Last year I had a project that required me to redirect over 50,000 URLs from an old website to a new website. This was one heck of a project, but having all those links disappear from Google simple was not an option (the company relies pretty heavily on Google for their revenue).
One thing that I noticed was that on the old website, a page could have multiple URLs. Some pages had 2 URL’s but some had up to 7 or 8. This prospect meant that I was going to have to create well over 100,000 redirects in my .htaccess file. Luckily the URLs, while they were different, they had a matching pattern to them.
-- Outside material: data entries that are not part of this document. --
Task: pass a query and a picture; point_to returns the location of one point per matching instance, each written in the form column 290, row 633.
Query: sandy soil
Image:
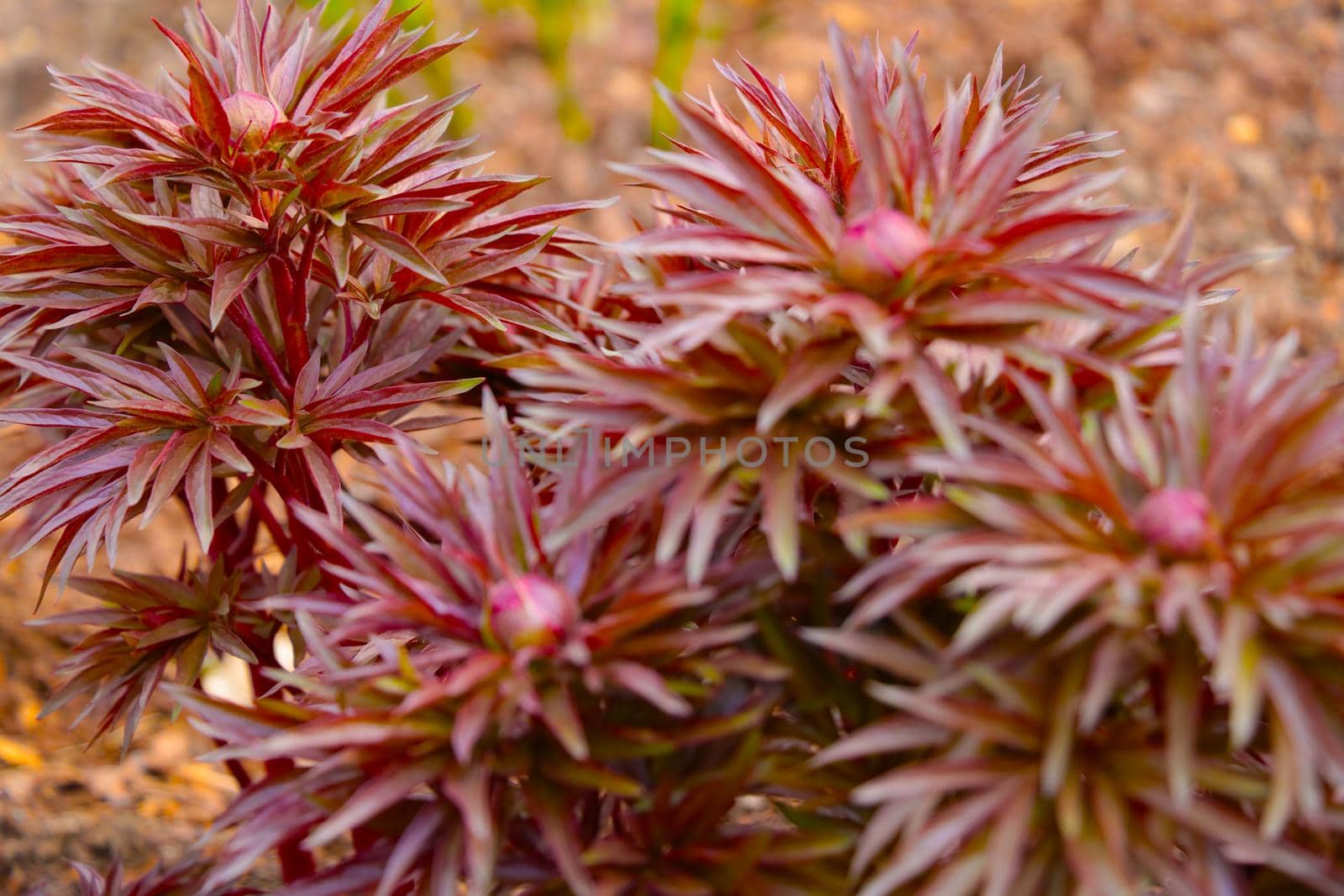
column 1240, row 101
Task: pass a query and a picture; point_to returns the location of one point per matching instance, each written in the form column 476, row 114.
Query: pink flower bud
column 530, row 610
column 252, row 118
column 1176, row 520
column 877, row 249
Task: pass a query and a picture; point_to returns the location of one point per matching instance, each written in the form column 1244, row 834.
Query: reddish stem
column 239, row 315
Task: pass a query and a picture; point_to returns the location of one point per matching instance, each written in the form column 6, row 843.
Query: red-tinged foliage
column 1149, row 594
column 454, row 716
column 864, row 526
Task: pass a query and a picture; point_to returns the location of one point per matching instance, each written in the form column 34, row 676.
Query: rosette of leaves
column 179, row 879
column 1136, row 614
column 237, row 277
column 864, row 273
column 150, row 622
column 476, row 698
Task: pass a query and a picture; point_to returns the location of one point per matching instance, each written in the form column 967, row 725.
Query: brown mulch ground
column 1241, row 101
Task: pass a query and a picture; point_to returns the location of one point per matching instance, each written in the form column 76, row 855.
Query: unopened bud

The URLs looked something like this:
http://mydomain.com/products/23/46/11023/the-first-product-name.html http://mydomain.com/products/22/46/11023/the-first-product-renamed.html http://mydomain.com/products/22/56/11023/i-changed-this-product-name-yet-again.html
You will notice that these URLs all have the number 11023 in the exact same spot in the URL while just about any other thing about the URL is different. Now usually I would have written three 301 redirects for these that would have looked something like this:
redirect 301 /products/23/46/11023/the-first-product-name.html http://mynewdomain.com/my-new-url.html redirect 301 /products/22/46/11023/the-first-product-renamed.html http://mynewdomain.com/my-new-url.html redirect 301 /products/22/56/11023/i-changed-this-product-name-yet-again.html http://mynewdomain.com/my-new-url.html
This isn’t bad when you have only a few URL’s, but remember we have 50,000 more of these. We are also trying to make sure that we cover the highest amount of URLs possible (we are trying to make sure the company does not fall out of favor with Google) so we really should handle ALL possible situations. What we can use is a something called RedirectMatch. It gives you the ability to use regular expressions in your 301 redirect entries. So now we can create a single line that looks like this:
RedirectMatch 301 /products/(.*)/(.*)/11023/(.*)\.html http://mynewdomain.com/my-new-url.html
Now all three listed old URLs will redirect to the proper new page, as will any other URL that comes to the website that matches this pattern. Now one downside to using this method is that this takes up more time for Apache to check the incoming URL to find a redirect. You will notice that all these URLs were in a products directory. So what we can do is put all these redirects inside an .htaccess file in the products directory on the web server so only requests that are referencing the products will have this small lag.